I have a question: Is this quantity-first mentality seen in the chicken industry also becoming realized in much of the modern church culture? Let me explain.
EVANGELISM
The number one marketed idea of evangelism that I see today is outreach. Everything is centered on large-scale events geared toward mass exposure. Don’t get me wrong; this is a vital element of the church community and a feature of outreach that needs to continue. My concern with this is that we often focus on the GO but little on the MAKING DISCIPLES aspect of evangelism.
Evangelism without discipleship factored into the process is NOT evangelism. Think of gathering a ton of fish in a net, dumping them into a boat, taking pictures of some good ones, and then simply moving on to another fishing spot to do it all over again. I have long said that, IF we were to feature a large-scale evangelism event, we MUST have a discipleship-oriented culture to capitalize on the efforts.
All too often, and I say this with all due respect, ministries that have never pastored or are REACH oriented and not TEACH oriented sometimes get frustrated with pastors or churches connected to their large-scale evangelistic events. They often seize on the number of “yes, I want a bible study” answers gathered on a net-fishing expedition, dump those sheets onto the desk of a local church, but are never present to listen to the “I’m sorry, you got the wrong number” responses, inactive number dial-tones, and the obvious “I gave you my number but I’m not really interested right now” responses from those who answer. Instead, and this does happen, it can be broadcast that “we went on outreach and got 62 bible studies, but obviously the local pastor and church dropped the ball.”
Another scenario would involve large-scale community crusade-oriented efforts. I like these and believe in them, but having been a part of many of them, one typical result is that we focus on the upfront number of baptisms and those receiving the Holy Ghost and NEVER (in almost every case) follow up with “and these are currently in discipleship classes, growing, and becoming members of the local church.”
GOING AND STAYING
I am not disparaging large-scale collective evangelistic efforts where a few hundred like-minded, radical Christians come together with dynamic music and high-octane efforts. Thank God for these events, but even the Apostle Paul stayed in Ephesus for THREE YEARS after large-scale opportunities opened up following evangelistic efforts. Herein is a KEY REVELATION: success wasn’t simply in the GOING but in the STAYING.
Suppose you stayed with me this far, whew! Let’s revisit the beginning. This is where the chicken farm mentality can bleed into the church community. Going receives more accolades than staying, or to state it more precisely, QUANTITY gets more attention than QUALITY.
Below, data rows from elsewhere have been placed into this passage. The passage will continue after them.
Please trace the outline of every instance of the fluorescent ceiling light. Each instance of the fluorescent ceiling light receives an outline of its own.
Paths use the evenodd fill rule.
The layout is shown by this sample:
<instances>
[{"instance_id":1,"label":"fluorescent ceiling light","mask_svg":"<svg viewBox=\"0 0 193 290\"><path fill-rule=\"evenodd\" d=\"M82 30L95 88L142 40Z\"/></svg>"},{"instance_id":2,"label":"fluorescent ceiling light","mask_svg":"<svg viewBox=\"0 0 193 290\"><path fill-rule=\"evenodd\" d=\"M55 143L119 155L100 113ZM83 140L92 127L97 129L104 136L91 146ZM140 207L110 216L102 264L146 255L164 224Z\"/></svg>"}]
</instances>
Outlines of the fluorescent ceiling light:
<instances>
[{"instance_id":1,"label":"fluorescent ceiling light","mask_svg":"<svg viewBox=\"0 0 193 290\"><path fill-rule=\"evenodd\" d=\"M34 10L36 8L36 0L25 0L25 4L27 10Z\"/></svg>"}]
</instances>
This is why, over time, many men whose ministries were known for filling church vans, packing out auditoriums, and hosting Super Sundays that led to mass baptisms and outpourings of the Holy Ghost, often struggled to gain true momentum when they transitioned to pastoring — even though they never lacked a crowd.
One can become addicted to the attention that mass baptisms bring, but fail to understand that hunger and discipleship are critical features of soul-winning. The STAY is just as crucial as the GO. This is why the Great Commission tells us to “go…make disciples.”
We must be careful not to fall prey to the chicken farm church culture, where attendance efforts trump growth efforts, where proclamation receives far more accolades than discipleship. Discipleship is a process (Romans 12:2; II Cor. 3:18; Phil. 1:6), but it doesn’t market very well on social media because it doesn’t cater to attention spans or number-oriented cultures.
I celebrate 500 receiving the Holy Ghost at a rally, but the true metric will always be the number who are obedient, submit to the Word of God, and develop as disciples because they are hungry for the things of God.